With many yearning for spiritual nourishment but disappointed with Orthodox religion, Russians have been turning to other faiths. In an effort to win back believers, the church is trying new methods of outreach, including television and the Internet. It has even restored the tradition of a roaming, proselytizing church train. Church boats and barges are also plying rivers. One aim is to "establish every parish as an open and warm society - not a closed society of professional Christians." After centuries of often serving as a state church - Peter the Great even had a ministry devoted to the church - the doctrine enables the church to take a moral stand against any government, and even calls for civil disobedience.

The doctrine enshrines a basic historical conservatism in the church, which holds that Russian Orthodoxy is the last bastion of "true faith" in an otherwise un-Christian world: "The very concept of tolerance in matters of faith," the doctrine declares, "is unacceptable."

The church, in fact, has been behind a law that restricts, and is likely to ban, many of the 17,000 non-Orthodox religious groupings in Russia, except for those deemed "traditional," like islam, Judaism and Buddhism. According to a law signed by Mr. Putin, those groups not registered by the end of this year - in a difficult process that has so far left several thousand unregistered - will be "liquidated."

Critics charge that the church can't overcome its history of overt Russian nationalism, and find fault with the new social doctrine. "This doctrine will not make a difference, because it is more liberal than many priests, and they will simply ignore it," says Yakov Krotov, a former church historian and columnist for Itogi magazine.

But basic Christian precepts such as the commandment "Thou shalt not kill," he contends, are compromised in the doctrine, which sanctions "justified use of force" and killing "as an extreme measure," when there is "a victory over the evil in one's soul."

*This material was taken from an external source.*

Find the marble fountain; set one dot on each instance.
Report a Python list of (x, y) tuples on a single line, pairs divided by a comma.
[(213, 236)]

While that may help justify Russia's ongoing, brutal war against separatist Muslim rebels in Chechnya, Mr. Krotov says, it is also a sign that the church has yet to find its post-Soviet moral bearing. Decades of persecution "has not made the church better. Communism was simply a tragedy that you can't come out of smiling and better. You are always worse off. We need more time." The Soviet legacy decimated the church. There were 300 bishops before the 1917 revolution, but by the end of the 1930s - when St. Catherine's monastery was one of the most notorious prisons - only four remained.

Forty-eight thousand churches in Russia were cut down to 7,000 by 1969. The turnaround began in 1988, during Mikhail Gorbachev's perestroika, when the church was allowed to celebrate its 1,000-year anniversary. The popular response was overwhelming. But today, in many ways, the church is in uncharted waters. "This is the first time in 2,000 years the church is adapting to a new environment, because the 20th century was missed, in terms of renewal," says Andrei Zolotov, a senior writer for the English-language Moscow Times who follows church issues.

While "in many ways, the church is still arguing the debates of the Middle Ages," he says, the challenge is to adapt "without losing itself in the new environment."